Проснувшись на другое утро, Лососинов услыхал странный шум, который сперва объяснил признаками субъективного свойства. Однако, прислушавшись, он с несомненностью понял, что шум этот доносился извне, а подойдя к окну, увидал на улице странное волнение. Не одеваясь, так как в квартире никого не было, кроме одной старухи, он приотворил дверь на лестницу и спросил швейцара о причине шума и волнения.

Швейцар сообщил ему, что Германия объявила войну России.

Часть вторая

Прошедшее совершенное

(Perfectum)

Судьбе загадка (сборник) i_005.png

Глава I

ВЕЛИКАЯ СУМАТОХА

Я не психолог в образованном смысле этого слова, Да, по правде говоря (на это я и в первой части указывал), — не особенно об этом сожалею. Учёные психологи по большей части ничего объяснить не умеют (т. е. в области своей науки, разумеется). Утверждают, например, что цвета у нас в глазу, на какой-то там Радужной оболочке (не слишком ли вы сами радужно настроены, господа психологи)?
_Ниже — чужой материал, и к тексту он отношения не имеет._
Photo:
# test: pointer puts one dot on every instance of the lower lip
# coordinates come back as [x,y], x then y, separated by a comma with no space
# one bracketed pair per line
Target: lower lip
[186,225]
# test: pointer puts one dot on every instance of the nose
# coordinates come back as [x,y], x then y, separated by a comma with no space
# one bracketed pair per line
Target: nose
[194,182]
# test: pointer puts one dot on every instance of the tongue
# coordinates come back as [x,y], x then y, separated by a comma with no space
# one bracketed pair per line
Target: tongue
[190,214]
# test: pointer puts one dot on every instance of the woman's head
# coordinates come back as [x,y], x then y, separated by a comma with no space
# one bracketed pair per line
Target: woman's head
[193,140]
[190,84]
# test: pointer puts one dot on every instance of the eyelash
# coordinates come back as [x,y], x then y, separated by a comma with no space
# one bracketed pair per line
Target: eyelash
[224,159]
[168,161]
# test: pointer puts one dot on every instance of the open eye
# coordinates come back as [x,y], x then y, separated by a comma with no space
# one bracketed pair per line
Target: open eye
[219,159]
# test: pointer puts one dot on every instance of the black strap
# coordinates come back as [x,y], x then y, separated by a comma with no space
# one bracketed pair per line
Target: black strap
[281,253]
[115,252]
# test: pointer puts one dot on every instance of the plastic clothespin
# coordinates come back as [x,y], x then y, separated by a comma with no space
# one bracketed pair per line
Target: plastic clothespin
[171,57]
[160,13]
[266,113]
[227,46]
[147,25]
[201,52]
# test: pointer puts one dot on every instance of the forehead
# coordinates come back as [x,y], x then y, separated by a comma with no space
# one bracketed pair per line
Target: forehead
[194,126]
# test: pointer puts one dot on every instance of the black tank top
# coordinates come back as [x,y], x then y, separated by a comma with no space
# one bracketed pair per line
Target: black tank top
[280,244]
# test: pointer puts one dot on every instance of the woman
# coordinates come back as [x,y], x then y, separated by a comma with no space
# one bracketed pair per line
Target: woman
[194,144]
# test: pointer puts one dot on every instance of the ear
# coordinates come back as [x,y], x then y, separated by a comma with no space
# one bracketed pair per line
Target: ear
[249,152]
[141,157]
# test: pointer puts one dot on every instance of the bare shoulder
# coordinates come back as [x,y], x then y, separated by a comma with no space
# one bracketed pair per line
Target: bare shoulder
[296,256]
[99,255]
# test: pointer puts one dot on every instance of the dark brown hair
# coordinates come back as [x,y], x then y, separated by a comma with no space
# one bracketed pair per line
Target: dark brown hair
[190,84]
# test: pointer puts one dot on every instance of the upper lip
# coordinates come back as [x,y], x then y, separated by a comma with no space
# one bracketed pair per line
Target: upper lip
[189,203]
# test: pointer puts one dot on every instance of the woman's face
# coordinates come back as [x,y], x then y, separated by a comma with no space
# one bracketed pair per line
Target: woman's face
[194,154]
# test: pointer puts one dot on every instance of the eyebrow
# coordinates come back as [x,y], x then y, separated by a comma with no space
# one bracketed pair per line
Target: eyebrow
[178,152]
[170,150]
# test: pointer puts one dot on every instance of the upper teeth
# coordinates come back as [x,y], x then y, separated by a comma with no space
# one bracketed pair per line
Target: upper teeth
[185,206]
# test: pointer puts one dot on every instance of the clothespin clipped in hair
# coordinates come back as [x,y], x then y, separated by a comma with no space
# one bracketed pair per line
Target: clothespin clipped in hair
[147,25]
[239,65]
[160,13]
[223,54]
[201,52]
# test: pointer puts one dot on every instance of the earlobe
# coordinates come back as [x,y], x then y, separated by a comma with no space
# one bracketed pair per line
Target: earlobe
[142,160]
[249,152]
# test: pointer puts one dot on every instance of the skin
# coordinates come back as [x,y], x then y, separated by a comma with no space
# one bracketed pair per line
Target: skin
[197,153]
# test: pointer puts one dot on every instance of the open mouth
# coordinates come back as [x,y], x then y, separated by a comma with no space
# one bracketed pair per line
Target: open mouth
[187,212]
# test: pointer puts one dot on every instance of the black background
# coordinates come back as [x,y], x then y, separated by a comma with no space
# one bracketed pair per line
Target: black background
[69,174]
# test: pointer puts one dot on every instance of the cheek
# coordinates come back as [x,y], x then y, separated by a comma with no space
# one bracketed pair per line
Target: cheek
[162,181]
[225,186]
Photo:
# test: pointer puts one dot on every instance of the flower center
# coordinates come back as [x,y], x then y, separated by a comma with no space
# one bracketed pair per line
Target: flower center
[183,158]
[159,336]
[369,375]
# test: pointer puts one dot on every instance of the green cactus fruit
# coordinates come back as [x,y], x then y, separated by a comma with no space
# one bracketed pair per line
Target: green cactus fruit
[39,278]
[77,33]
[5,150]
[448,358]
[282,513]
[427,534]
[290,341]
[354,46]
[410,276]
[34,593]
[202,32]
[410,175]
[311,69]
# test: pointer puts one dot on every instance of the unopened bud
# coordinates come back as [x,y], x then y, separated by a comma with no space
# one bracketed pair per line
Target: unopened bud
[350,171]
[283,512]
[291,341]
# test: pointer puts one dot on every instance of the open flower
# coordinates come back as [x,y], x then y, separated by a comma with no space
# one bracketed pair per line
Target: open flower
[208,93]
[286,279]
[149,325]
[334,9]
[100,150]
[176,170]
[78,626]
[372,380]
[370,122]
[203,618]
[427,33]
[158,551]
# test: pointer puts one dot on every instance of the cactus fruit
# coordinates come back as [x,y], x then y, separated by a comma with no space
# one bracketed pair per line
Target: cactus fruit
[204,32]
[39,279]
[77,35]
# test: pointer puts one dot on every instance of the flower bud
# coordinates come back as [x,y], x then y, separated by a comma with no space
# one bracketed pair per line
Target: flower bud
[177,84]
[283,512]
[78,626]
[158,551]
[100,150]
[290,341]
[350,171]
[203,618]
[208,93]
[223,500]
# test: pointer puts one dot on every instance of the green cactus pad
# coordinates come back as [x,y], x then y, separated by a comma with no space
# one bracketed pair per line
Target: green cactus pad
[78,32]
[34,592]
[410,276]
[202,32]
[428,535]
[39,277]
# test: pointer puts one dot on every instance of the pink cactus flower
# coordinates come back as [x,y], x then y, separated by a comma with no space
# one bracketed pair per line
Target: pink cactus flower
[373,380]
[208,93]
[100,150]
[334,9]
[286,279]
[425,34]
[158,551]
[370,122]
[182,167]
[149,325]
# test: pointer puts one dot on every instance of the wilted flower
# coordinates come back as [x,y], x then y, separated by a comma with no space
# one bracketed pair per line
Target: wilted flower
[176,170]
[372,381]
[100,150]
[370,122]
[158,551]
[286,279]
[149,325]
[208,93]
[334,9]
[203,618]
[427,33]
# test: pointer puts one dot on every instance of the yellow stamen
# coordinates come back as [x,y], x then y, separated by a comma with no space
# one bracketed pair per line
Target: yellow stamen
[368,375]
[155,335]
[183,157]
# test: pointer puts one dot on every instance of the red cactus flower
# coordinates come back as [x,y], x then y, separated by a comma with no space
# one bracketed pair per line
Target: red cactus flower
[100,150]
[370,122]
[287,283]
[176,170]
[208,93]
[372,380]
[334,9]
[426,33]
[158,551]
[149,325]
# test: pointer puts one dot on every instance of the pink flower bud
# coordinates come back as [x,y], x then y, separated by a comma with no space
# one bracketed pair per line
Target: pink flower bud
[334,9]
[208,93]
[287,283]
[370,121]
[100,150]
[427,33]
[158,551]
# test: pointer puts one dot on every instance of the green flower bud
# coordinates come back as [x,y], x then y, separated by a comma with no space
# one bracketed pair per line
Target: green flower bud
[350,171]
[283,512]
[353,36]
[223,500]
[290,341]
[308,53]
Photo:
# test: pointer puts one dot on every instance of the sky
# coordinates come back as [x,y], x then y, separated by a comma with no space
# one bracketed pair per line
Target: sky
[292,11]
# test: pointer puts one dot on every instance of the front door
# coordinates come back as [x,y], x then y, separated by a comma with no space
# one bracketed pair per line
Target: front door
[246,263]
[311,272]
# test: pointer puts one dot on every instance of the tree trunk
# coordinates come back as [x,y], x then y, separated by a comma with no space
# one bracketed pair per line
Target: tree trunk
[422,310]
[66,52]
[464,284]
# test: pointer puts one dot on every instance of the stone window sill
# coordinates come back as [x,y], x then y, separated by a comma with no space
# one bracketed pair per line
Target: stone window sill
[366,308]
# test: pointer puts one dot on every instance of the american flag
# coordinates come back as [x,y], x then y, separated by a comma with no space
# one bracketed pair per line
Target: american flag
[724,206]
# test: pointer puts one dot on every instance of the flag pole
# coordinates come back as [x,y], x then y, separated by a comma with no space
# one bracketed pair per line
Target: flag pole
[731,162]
Ну, предположим, что в глазу. Вот когда случилась революция, я и спросил одного профессора: «Чего вы, — говорю, — собственно, красных флагов боитесь, ведь они у вас в глазу». Смутился и сам покраснел вроде флага. То-то и оно- то. Впрочем, забегаю… Но если трудно объяснить психологию, так сказать, индивидуальную, то что же сказать о психологии масс… Почему, например, накануне объявления нам Германией мировой войны можно было без всякого затруднения сесть в трамвай, ну, скажем, номер четвёртый, и проехать — сидя проехать, как следует, от самых Сокольников до Дорогомиловского вокзала, и почему через какие-нибудь двадцать четыре часа после вручения нашему послу каких-то там заграничных паспортов в тот же трамвай номер четвёртый сесть не было уже никакой физической возможности? Скажут, при чем тут психология? Люди, мол, бежали, спасали детей и имущество. Извините! На трамвае имущества не спасёшь, да и не было причин жителю Сокольников спасаться в Дорогомилове. Ну-ка, господа психологи! Вот вам маленький фактик, так сказать, в пределах городских железных дорог. Объясните-ка! Не можете? А генерал сразу объяснил. «Это, — говорит, — мобилизация духа». Скушали?!